Un gâchis

Darmanin ou la persuasion
(Photo AFP)

L’épisode du prélèvement à la source de l’impôt sur le revenu n’aura pas été glorieux pour le gouvernement. On se demande pourquoi le président de la République a déclenché une tempête dans un verre d’eau il y a dix jours environ pour que le Premier ministre annonce finalement le maintien de la collecte à la source.
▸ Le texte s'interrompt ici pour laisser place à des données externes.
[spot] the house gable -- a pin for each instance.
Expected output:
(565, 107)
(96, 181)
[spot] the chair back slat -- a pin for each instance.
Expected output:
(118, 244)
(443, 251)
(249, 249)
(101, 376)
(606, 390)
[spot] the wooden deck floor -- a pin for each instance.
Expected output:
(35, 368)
RIEN N’EMPÊCHAIT les pouvoirs publics, s’ils nourrissaient un doute sur l’efficacité de la méthode, de régler le problème en interne sans le jeter en pâture à l’opinion. Les raisons qui ont poussé Emmanuel Macron à exprimer ses doutes sur l’efficacité de Bercy restent mystérieuses et donnent lieu à des hypothèses multiples. Sans doute a-t-il craint principalement le mécontentement de l’opinion, dont le pouvoir d’achat s’est érodé, face à une ponction des revenus qui, même si elle n’augmente pas l’impôt, serait de toute manière désagréablement perçue. Mais le pire, dans l’affaire, c’est que M. Macron a laissé percer un doute sur la capacité des 40 000 fonctionnaires chargés de conduire la réforme à éviter des « bugs » majeurs et à apaiser les esprits.

Les efforts de Darmanin.

Quand le président a exprimé son inquiétude, ses concitoyens ont cru qu’il voulait en finir avec la nouvelle collecte de l’IR, sinon, pensaient-ils, il n’aurait pas mis ses appréhensions sur la place publique. C’est le corollaire de l’autorité : si elle manque d’enthousiasme pour une réforme, la réforme est morte. D’aucuns pouvaient donc penser que le psychodrame de quelque dix jours qui a suivi les questions posées publiquement par le président ne correspondait qu’à une feinte agitation et que le sort du projet était scellé. En tout cas, le ministre de l’Action et des Comptes publics, Gérald Darmanin, a tellement pris au sérieux les états d’âme du président qu’il s’est évertué, avec un acharnement plutôt louable, à lui démontrer que le prélèvement à la source ne poserait aucun problème.

Incroyable pantomime.

M. Macron a-t-il cédé parce que son jeune ministre a été convaincant ? Ou a-t-il compris qu’il allait se livrer à une reculade qui l’eût affaibli bien plus que les difficultés de la mise en route du nouveau système ? S’est-il seulement exprimé avec sincérité ? A-t-il admis que ses inquiétudes ne portaient pas sur la technique, mais sur le risque d’un nouvel accroissement de son impopularité ? Toujours est-il que, au lendemain de cette incroyable pantomime (la remise en cause d’une réforme préparée par François Hollande, reportée d’un an, testée à multiples reprises par les services administratifs et, tout à coup menacée de report ou de suppression à cause d’un caprice présidentiel), on n’a pas l’impression que le chef de l’Etat a maîtrisé cette séquence de bout en bout. Il l’a déclenchée trop vite, sur un coup de tête, semble-t-il, et il n’en a pas cru ses yeux quand il a vu quel chapitre désordonné et alarmant de sa gouvernance il a ouvert.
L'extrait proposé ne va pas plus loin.